Curtailment causes significant revenue losses in the form of diminished royalties and windfall levies, KP govt says 

The Khyber Pakhtunkhwa (K-P) government has voiced serious concerns over the forced reduction of domestic oil and gas production, blaming the ongoing influx of liquefied natural gas (LNG) from Qatar is causing significant revenue losses to the province in the form of diminished royalties and windfall levies, according to a news report.  

Local exploration and production companies, including Oil and Gas Development Company Limited (OGDCL) and MOL, contribute royalties and levies that are now at risk due to reduced output from various KP hydrocarbon fields. 

The issue has been raised with Prime Minister Shehbaz Sharif. During a recent meeting, the KP’s special assistant on energy highlighted that the forced reduction not only results in production losses but also threatens the integrity of gas reservoirs, amplifying long-term damage. 

The gas supply restrictions have also intensified circular debt challenges faced by exploration companies, as Pakistan relies more heavily on costly LNG imports from Qatar. Meanwhile, power producers have hesitated to procure LNG as per commitments, complicating the situation for Pakistan State Oil (PSO), a primary LNG importer.

Amid falling indigenous production, Attock Refinery Limited (ARL) announced the shutdown of its main crude distillation unit until June 1, which has a capacity of 32,400 barrels per day, citing critically low crude stocks.
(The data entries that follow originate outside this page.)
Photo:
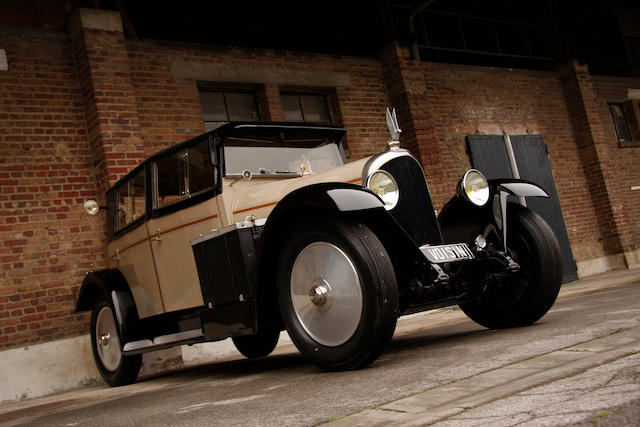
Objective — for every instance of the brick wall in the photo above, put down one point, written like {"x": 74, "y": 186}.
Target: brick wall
{"x": 623, "y": 161}
{"x": 46, "y": 241}
{"x": 450, "y": 101}
{"x": 169, "y": 109}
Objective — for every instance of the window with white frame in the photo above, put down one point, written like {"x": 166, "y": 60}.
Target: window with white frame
{"x": 306, "y": 107}
{"x": 220, "y": 106}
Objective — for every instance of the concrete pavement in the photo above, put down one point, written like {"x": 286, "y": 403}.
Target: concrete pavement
{"x": 565, "y": 362}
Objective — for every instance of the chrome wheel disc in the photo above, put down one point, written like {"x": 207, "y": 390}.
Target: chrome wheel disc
{"x": 107, "y": 341}
{"x": 326, "y": 293}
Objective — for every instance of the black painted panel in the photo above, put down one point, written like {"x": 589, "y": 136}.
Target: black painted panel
{"x": 489, "y": 155}
{"x": 533, "y": 164}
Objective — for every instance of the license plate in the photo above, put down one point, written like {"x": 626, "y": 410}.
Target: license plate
{"x": 447, "y": 253}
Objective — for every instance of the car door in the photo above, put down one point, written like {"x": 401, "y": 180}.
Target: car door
{"x": 130, "y": 250}
{"x": 184, "y": 209}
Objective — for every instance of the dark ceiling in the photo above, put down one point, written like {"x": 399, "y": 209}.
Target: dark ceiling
{"x": 522, "y": 33}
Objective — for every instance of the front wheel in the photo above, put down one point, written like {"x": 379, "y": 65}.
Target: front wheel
{"x": 337, "y": 293}
{"x": 527, "y": 295}
{"x": 116, "y": 368}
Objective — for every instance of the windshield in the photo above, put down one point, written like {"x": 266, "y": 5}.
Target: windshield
{"x": 279, "y": 160}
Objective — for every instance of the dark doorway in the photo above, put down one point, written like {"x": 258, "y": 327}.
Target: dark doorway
{"x": 490, "y": 154}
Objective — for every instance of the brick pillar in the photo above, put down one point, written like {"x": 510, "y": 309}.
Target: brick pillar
{"x": 586, "y": 115}
{"x": 108, "y": 95}
{"x": 272, "y": 104}
{"x": 407, "y": 84}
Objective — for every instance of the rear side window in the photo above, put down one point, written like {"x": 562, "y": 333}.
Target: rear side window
{"x": 130, "y": 201}
{"x": 183, "y": 174}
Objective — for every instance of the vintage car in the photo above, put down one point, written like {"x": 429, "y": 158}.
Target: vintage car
{"x": 254, "y": 228}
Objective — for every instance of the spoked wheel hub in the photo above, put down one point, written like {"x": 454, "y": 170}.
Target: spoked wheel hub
{"x": 107, "y": 343}
{"x": 326, "y": 293}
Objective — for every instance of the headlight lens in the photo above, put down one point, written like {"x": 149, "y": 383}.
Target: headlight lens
{"x": 383, "y": 184}
{"x": 474, "y": 187}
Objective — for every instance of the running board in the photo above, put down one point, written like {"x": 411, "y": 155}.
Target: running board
{"x": 163, "y": 341}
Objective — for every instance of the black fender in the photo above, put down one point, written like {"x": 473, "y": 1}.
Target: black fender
{"x": 457, "y": 209}
{"x": 111, "y": 284}
{"x": 337, "y": 200}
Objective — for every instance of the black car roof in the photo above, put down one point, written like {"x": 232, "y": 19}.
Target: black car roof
{"x": 245, "y": 130}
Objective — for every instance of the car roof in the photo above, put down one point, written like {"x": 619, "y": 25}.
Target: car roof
{"x": 246, "y": 130}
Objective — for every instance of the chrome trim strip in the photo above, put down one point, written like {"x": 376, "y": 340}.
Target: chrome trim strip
{"x": 228, "y": 229}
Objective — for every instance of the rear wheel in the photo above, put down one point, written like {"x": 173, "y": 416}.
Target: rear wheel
{"x": 337, "y": 293}
{"x": 527, "y": 295}
{"x": 116, "y": 368}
ARL attributed the shutdown partly to high-pressure issues faced by Sui Northern Gas Pipelines Limited (SNGPL), which led to forced curtailment of gas from local fields and disruptions in oil and gas supply.

Industry sources criticised the previous Pakistan Muslim League-Nawaz (PML-N) government for signing the LNG purchase agreement with Qatar hastily, without an adequate assessment of Pakistan’s gas demand. This move has burdened the energy sector with rising circular debt.

The private sector’s efforts to import LNG have been hindered by bureaucratic and political obstacles, leading to missed opportunities and higher LNG prices that now challenge import feasibility. Pakistan’s two LNG terminals are underutilised, with one operating at partial capacity due to mismanagement.

The KP government has urged the establishment of a mechanism to prevent such forced curtailments in the future, emphasising mutual benefits for both the province and the federal government. Both federal and provincial authorities acknowledged the gravity of the situation, agreeing to resolve the matter through consultations with all relevant stakeholders.